I need a proof of the above. I understand that it is just an application of Fermat's Little Theorem, but how do I prove this without the theorem?

Answer 1

Use that if $n\equiv 0,1,2,3,4\mod 5$ then $n^5\equiv 0,1,2,3,4\mod 5$

Answer 2

You can just run through all the possible cases. Since you are not doing anything with $x$ or $y$ independently of the other, you can just assign $z = x + y$. And then there are only five cases, so it shouldn't take long to go through all the possibilities.

• $0^5 \equiv 0 \pmod 5$
• $1^5 \equiv 1 \pmod 5$
• $2^5 = 32 \equiv 2 \pmod 5$
• $3^5 = 243 \equiv 3 \pmod 5$
• $4^5 = 1024 \equiv 4 \pmod 5$

Another option is to do these calculations in base 5. But since $10 = 2 \times 5$, that doesn't offer much help.

Answer 3

$w^5 \equiv w \pmod 5$. Always.

Just calculate them.

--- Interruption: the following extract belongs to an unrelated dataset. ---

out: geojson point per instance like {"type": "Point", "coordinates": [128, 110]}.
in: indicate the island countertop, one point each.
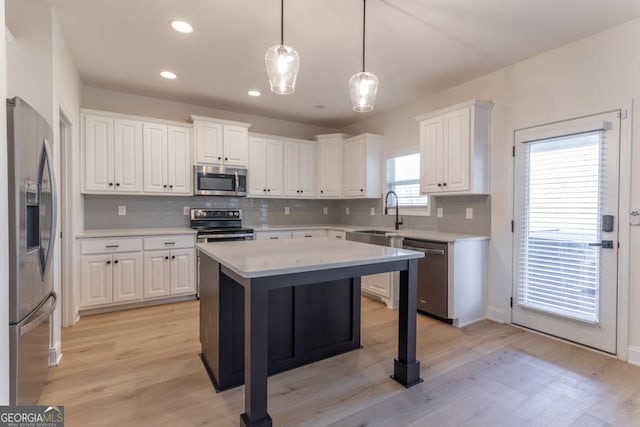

There are only five cases:

Cases 1-5: $w \equiv 0,1,2,3,4\pmod 5$ so $w^5 \equiv 0,1, 32, 243, 1024 \equiv 0,1,2,3,4 \pmod 5$.

So $(x+y)^5 \equiv x+y\pmod 5$ and if $(x+y)^5\equiv 2\pmod 5$ then $ x+y \equiv 2 \pmod 5$ is a peculiar specific application of it.

Of course we don't have to calculate them all. As $5$ is prime Fermat's Little Theorem say explicitely that $w^5 \equiv w\pmod 5$ and so their is nothing to prove at all.

Answer 4

Hint $$x^5-x =x(x^2-1)(x^2+1) \equiv x(x^2-1)(x^2+1-5)=(x-2)(x-1)x(x+1)(x+2) \pmod{5}$$

Now use the fact that among 5 consecutive integers one is divisible by $5$.